Asian Markets Mixed As Recession Woes Persist

Asian shares ended mixed on Wednesday as recession worries persisted, and China continued to grapple with a surge in the number of new Covid-19 cases.

The Japanese yen weakened slightly after having jumped to a four-month high versus the dollar on Tuesday following a surprise Bank of Japan policy tweak.

Gold dipped from a one-week high hit in the previous session, while oil edged up slightly as a drawdown in U.S. crude stocks countered China Covid concerns.

China’s Shanghai Composite Index slipped 0.2 percent to 3,068.41 after a range-bound session. Hong Kong’s Hang Seng Index edged up 0.3 percent to settle at 19,160.49.

Japanese shares extended losses for a fifth straight session following the BoJ’s unexpected hawkish pivot. The Nikkei 225 Index dropped 0.7 percent to 26,387.72, while the broader Topix closed 0.6 percent lower at 1,893.32. Automakers Toyota, Honda Motor and Nissan lost 2-3 percent.

Banks extended gains from the previous session on expectations that they would benefit from the BoJ policy tweak. Mitsubishi UFJ Financial and Sumitomo Mitsui Financial Group both surged around 4 percent.

Seoul stocks ended modestly lower, with the Kospi average finishing down 0.2 percent at 2,328.95.

Australian markets bounced back from four days of losses, led by miners and energy stocks. The benchmark S&P/ASX 200 Index rallied 1.3 percent to 7,115.10 points, after losing 2.5 percent over the previous four sessions. The broader All Ordinaries Index ended 1.3 percent higher at 7,293.

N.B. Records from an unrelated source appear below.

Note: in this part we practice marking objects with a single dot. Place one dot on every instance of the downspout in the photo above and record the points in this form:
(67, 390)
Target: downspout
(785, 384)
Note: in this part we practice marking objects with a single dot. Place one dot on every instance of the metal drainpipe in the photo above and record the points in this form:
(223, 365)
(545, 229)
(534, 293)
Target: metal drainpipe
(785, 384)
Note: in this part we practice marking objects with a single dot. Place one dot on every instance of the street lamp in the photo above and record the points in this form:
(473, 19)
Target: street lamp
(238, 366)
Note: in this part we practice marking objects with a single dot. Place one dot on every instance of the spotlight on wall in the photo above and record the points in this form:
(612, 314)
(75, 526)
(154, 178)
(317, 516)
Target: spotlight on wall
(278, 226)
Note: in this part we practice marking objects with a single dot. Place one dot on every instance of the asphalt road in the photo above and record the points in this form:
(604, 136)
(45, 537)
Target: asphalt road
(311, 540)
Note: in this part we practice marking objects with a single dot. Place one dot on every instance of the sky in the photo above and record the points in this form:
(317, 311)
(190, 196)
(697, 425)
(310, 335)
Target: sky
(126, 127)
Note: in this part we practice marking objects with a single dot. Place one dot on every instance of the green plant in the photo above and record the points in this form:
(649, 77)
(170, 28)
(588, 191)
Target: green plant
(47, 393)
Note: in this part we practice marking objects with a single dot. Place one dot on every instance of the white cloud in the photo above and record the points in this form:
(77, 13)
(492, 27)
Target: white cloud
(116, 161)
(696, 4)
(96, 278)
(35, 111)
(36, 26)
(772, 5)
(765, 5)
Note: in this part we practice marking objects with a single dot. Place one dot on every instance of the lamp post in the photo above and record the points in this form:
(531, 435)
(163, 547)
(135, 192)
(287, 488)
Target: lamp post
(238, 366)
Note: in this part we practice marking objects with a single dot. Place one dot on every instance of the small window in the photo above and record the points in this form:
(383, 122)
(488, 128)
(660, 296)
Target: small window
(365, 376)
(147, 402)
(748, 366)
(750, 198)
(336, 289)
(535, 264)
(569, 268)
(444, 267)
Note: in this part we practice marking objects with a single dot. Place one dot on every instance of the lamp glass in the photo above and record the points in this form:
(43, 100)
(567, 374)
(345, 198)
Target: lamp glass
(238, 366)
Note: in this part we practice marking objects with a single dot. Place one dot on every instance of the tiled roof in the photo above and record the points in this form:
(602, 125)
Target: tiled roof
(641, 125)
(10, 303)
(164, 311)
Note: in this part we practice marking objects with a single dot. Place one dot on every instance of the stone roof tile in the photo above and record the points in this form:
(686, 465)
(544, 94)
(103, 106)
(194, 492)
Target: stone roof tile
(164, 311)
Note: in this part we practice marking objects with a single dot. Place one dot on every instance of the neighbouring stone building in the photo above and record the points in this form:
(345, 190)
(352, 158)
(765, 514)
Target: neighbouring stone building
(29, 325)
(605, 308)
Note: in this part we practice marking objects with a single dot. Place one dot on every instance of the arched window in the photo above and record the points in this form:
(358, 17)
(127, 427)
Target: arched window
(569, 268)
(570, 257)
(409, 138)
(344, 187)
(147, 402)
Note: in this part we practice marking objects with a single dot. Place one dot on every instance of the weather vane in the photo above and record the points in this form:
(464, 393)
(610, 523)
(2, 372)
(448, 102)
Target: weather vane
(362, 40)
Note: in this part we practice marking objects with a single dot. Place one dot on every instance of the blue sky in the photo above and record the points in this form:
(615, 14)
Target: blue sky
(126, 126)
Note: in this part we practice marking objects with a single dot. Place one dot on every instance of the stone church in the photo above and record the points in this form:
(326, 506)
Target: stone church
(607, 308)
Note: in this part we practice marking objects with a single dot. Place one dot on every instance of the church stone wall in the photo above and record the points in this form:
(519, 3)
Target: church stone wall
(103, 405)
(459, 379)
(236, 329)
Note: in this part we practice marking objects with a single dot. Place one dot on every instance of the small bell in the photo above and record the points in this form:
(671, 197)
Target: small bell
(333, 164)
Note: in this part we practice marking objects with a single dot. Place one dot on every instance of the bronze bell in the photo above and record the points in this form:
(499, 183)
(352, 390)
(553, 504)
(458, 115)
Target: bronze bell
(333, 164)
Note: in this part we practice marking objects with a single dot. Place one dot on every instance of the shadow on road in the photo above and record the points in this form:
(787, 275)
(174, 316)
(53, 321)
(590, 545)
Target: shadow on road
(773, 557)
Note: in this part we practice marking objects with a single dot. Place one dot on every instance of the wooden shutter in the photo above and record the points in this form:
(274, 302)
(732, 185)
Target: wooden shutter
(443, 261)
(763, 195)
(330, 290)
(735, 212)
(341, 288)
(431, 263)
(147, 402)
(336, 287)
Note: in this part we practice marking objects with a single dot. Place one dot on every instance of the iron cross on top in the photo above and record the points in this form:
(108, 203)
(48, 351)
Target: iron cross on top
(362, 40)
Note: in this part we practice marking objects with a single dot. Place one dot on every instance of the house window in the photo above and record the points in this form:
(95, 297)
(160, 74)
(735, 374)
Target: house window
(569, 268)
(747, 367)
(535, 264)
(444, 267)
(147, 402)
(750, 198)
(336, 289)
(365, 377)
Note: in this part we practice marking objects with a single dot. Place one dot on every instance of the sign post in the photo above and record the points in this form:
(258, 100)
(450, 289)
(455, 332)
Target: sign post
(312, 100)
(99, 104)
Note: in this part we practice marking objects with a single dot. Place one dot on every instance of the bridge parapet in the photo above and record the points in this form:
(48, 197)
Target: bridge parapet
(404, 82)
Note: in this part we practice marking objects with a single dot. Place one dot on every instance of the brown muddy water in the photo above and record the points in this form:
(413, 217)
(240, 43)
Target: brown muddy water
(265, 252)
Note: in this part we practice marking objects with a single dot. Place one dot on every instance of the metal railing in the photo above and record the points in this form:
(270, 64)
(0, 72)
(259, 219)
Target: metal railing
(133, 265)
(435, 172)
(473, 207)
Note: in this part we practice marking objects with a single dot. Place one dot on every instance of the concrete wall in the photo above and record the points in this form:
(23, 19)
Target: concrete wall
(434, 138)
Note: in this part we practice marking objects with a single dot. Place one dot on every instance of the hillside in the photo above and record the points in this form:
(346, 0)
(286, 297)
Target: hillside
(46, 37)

A decent sprinkling of regional economic data and a monetary policy decision in Indonesia should give Asian markets direction on Thursday, with the tone likely to be upbeat following the strong performance of U.S. and world equities on Wednesday.

The MSCI Asia ex-Japan index rose on Wednesday for the first day in five, snapping its longest losing streak since October. It should have a much more stellar start on Thursday after the MSCI World and three main Wall Street indexes all chalked up their biggest gains this month.

On the data front South Korean producer price inflation, Thai trade balance and Taiwanese unemployment and industrial production figures are all scheduled for release.

Bank Indonesia is expected to follow the U.S. Fed’s example and slow the pace of interest rate hikes while stressing that the battle against inflation is far from over.

Economists polled by Reuters expect a quarter-point increase following three consecutive half-point hikes. Indonesia’s central bank governor Perry Warjiyo said on Tuesday that he expects December inflation at 5.4%, but easing next year to around 3%.

Three key developments that could provide more direction to markets on Thursday are Indonesia interest rate decision (+25 bps forecast), South Korea PPI inflation (November) and Thailand trade (November).